The WNBA playoffs are heating up semifinals kick off on Sunday.
It's down to the final four teams: The defending champions Chicago Sky will take on the Connecticut Sun, while top-seeded Las Vegas Aces will battle Seattle Storm.
And league officials say they're encouraged by the points the league is scoring off the court, as well.
Officials say the 2022 season saw a slam dunk in viewership with a 16% rise over the previous year, making it the most watched regular season in 14 years at an average of roughly 379,000 viewers. Online social media engagement was up 36% from 2021, and website traffic was up 79% with 9.2 million visits in total.
"We're going to implement a couple of things, because I feel confident in how we're doing at the league level," said Cathy Engelbert, WNBA commissioner.

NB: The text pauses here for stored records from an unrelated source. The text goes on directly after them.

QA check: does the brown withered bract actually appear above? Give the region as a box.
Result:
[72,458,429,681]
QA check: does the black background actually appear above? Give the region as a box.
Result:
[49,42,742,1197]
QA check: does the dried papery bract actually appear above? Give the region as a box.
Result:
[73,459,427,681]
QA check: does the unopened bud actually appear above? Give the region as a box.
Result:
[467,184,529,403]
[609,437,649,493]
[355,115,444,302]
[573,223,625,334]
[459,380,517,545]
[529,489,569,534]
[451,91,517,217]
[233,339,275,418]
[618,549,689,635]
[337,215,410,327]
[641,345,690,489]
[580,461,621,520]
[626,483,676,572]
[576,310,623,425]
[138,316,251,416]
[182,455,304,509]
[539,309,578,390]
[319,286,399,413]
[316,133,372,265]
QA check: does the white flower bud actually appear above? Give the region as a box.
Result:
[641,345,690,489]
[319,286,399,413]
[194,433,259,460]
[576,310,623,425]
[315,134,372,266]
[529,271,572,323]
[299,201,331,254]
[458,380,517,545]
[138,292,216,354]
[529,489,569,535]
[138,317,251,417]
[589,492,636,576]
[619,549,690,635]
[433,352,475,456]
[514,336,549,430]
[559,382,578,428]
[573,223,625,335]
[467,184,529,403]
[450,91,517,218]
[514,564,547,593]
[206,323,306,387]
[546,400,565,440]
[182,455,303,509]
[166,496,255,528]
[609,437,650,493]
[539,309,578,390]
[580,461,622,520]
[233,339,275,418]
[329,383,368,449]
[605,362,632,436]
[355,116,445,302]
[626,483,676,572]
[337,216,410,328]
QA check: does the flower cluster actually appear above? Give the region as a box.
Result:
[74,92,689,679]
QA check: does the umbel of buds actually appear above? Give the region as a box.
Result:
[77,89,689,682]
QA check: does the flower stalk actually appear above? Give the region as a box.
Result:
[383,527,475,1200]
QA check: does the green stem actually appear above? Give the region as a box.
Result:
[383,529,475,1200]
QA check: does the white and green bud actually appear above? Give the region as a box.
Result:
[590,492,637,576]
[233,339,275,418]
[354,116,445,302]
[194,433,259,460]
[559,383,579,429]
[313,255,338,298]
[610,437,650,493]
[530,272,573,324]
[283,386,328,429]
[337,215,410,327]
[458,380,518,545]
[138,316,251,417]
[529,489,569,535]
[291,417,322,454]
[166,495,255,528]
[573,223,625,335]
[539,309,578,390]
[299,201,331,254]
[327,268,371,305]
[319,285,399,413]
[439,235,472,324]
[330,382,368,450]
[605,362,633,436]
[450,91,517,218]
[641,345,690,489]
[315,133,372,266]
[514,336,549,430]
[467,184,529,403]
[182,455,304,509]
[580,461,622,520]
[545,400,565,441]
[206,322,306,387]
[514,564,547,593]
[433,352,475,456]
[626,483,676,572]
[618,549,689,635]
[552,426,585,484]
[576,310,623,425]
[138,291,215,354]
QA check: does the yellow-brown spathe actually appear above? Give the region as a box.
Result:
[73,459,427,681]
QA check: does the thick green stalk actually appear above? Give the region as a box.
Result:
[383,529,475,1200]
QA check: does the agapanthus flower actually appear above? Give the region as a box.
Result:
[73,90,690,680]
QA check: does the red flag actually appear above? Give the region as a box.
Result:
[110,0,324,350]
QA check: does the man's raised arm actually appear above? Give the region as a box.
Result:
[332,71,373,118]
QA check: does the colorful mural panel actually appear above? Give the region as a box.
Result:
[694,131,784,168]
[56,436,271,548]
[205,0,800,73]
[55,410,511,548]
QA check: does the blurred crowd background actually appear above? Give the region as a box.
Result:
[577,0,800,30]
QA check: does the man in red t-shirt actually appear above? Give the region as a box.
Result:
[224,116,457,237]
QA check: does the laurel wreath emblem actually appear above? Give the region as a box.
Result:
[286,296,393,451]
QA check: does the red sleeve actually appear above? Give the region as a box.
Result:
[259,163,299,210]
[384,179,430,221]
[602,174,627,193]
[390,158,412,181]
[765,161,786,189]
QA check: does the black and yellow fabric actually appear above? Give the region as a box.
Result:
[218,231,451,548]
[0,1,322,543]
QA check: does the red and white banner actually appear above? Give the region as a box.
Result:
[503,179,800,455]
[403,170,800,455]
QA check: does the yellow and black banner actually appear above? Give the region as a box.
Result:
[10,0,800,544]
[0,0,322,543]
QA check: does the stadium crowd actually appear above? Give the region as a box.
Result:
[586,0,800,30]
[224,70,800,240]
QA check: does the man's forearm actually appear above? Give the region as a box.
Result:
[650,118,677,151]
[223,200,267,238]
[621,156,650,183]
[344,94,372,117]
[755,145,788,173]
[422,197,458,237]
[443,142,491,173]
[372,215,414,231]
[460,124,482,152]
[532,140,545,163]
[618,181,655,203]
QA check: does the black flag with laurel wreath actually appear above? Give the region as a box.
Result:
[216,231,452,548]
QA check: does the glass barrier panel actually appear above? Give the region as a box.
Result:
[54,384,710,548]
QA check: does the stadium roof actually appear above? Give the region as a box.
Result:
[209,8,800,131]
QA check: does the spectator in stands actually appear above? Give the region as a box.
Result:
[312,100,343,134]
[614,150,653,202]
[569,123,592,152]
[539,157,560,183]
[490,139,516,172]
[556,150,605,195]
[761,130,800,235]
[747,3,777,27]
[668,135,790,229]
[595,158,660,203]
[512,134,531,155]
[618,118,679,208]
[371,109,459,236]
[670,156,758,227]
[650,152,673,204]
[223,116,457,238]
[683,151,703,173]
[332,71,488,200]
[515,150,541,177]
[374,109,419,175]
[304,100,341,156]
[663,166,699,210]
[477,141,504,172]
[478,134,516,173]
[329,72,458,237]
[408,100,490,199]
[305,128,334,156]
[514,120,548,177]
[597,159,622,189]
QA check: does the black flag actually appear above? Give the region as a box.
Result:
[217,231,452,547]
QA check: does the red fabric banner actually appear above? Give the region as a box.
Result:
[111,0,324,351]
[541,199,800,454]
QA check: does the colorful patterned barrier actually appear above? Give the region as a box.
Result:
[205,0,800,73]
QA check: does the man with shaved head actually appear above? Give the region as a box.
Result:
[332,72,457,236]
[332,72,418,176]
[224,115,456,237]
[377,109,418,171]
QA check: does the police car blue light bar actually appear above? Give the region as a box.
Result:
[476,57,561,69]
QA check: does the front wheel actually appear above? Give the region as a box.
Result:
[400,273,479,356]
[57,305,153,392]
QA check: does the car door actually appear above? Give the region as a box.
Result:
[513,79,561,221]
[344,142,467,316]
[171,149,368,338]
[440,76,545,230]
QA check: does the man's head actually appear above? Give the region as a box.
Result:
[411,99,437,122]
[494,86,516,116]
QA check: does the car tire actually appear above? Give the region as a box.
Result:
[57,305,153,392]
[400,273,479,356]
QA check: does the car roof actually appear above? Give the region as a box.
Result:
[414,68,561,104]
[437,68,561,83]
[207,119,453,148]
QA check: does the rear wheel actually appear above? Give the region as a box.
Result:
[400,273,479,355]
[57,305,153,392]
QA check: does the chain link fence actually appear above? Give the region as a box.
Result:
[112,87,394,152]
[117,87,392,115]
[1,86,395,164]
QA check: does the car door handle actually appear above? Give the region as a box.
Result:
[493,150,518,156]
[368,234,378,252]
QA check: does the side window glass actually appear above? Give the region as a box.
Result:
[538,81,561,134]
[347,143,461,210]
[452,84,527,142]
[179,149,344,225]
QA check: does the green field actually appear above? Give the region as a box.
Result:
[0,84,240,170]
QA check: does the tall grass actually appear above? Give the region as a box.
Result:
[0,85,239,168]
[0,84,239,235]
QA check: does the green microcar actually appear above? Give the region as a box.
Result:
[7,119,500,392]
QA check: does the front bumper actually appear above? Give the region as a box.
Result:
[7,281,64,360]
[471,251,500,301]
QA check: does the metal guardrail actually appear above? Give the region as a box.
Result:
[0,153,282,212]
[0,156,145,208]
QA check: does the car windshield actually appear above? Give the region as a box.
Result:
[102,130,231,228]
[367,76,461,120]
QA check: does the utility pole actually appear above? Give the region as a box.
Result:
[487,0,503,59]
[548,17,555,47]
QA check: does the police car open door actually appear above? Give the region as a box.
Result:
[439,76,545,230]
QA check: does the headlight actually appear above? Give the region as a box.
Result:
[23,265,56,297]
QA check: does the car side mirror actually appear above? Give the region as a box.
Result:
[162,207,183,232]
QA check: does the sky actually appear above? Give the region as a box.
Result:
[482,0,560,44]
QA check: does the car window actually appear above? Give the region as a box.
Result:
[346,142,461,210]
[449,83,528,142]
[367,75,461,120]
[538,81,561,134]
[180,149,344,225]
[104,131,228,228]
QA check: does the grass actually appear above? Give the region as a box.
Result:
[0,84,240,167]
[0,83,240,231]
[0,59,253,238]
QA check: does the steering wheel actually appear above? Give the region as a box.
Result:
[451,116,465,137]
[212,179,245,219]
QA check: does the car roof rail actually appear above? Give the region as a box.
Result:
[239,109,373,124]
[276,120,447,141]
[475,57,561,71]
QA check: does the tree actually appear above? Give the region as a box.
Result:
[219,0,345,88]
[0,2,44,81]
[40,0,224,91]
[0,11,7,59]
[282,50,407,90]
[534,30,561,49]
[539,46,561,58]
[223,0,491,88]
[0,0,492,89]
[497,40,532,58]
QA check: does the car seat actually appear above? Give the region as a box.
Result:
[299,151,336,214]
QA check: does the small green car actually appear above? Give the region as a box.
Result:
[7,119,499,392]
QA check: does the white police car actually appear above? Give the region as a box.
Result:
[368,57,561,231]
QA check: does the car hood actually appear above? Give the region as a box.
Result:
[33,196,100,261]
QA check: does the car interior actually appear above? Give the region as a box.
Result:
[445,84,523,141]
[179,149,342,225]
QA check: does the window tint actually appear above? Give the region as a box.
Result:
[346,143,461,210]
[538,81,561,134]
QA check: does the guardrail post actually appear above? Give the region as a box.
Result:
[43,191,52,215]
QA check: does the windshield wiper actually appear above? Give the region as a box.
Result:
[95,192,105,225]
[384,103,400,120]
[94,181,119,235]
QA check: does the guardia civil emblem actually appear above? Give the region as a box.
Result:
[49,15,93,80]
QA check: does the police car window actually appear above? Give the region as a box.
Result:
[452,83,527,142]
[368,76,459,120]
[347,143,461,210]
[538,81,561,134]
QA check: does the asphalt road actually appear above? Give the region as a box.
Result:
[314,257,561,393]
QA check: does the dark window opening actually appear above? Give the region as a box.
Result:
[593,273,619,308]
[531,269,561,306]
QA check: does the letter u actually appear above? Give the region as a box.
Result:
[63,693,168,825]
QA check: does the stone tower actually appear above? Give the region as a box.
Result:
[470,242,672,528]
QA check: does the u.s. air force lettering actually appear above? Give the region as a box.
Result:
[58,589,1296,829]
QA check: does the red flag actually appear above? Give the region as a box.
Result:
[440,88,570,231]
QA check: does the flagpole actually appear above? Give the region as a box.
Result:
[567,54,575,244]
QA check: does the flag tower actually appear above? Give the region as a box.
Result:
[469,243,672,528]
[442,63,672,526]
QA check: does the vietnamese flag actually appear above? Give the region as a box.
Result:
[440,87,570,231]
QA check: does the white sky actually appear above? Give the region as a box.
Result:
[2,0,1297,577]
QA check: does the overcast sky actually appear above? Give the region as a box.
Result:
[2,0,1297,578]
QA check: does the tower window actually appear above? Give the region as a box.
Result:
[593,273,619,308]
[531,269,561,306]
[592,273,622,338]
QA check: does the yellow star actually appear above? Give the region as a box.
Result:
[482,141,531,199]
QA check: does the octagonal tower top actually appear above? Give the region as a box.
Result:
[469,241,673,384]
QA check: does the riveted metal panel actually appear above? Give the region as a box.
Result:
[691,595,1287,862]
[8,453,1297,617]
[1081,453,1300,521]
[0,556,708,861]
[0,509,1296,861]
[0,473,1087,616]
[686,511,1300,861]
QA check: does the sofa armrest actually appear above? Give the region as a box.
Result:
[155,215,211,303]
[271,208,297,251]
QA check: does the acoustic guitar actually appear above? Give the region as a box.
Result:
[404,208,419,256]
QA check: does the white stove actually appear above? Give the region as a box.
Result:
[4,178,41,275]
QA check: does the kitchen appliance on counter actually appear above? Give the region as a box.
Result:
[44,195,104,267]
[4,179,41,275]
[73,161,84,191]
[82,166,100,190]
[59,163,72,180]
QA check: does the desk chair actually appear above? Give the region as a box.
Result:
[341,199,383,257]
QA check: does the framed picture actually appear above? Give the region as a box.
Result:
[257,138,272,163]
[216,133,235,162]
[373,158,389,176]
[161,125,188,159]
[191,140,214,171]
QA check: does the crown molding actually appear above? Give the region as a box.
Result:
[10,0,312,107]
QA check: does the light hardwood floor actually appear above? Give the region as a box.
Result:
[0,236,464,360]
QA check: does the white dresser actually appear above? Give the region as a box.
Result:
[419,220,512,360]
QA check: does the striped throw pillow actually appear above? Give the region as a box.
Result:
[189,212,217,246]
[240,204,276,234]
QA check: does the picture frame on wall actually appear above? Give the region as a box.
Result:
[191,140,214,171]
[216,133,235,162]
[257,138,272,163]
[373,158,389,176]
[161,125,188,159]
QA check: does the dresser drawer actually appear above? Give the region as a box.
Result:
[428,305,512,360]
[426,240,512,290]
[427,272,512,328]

The 26-year-old league is known for its play that emphasizes ball handling, competitive games and the marketing of player style.
The year began with a $75 million investment by new investors, including Nike and the NBA.
Mid-season, Engelbert announced that the league is trying to improve the lives of the women who play the game.
"For the WNBA finals, we're going to provide charter flights to our players," Engelbert said. "In the spirit of finding other ways to compensate our players, we're planning to increase the post-season bonus pools by almost 50% to a half million dollars. That would almost double the bonus reach player who wins the championship."
These changes to the player experience come amid conversations about how WNBA players are compensated compared to their male counterparts in the NBA.
On average, NBA players are some of the highest paid athletes in the world, with the average salary for this season coming in around $7.3 million. Meanwhile, the top players in the WNBA are reportedly making roughly $230,000 a year.
The driving force behind these conversations is WNBA star Brittney Griner's detainment in Russia on charges of drug smuggling. Griner, who was sentenced to nine years in prison by a Moscow court in August, had been competing in a Russian league during her WNBA off season and was reportedly earning about $1 million for doing so — a salary more than four times what she was making during her WNBA season.
Looking ahead to next season, Englebert says the league plans to play an all-time high of 40 regular season games, compared to this season's 36. In addition, the league is eyeing opportunities to expand its reach by bringing new teams to cities around the country.
"We have a lot of interest — I'd say probably 10 or 15 cities very interested in hosting a WNBA team," Engelbert said. "So we're meeting here and there, I'll call it, with interested ownership groups. We are looking for the right ownership groups, with the right commitment, the right arena situation, the right city, to support the WNBA franchise."
It's a move the league says is backed by data showing growing public interest, which should be kept in mind during future media negotiations.
"When you look at our viewership versus the NHL, MLS, NASCAR and things like that, some ways on cable, we are at or above them, our social platform and stuff like that," Engelbert said. "How do we get these qualitative metrics as part of the next media deal negotiation?"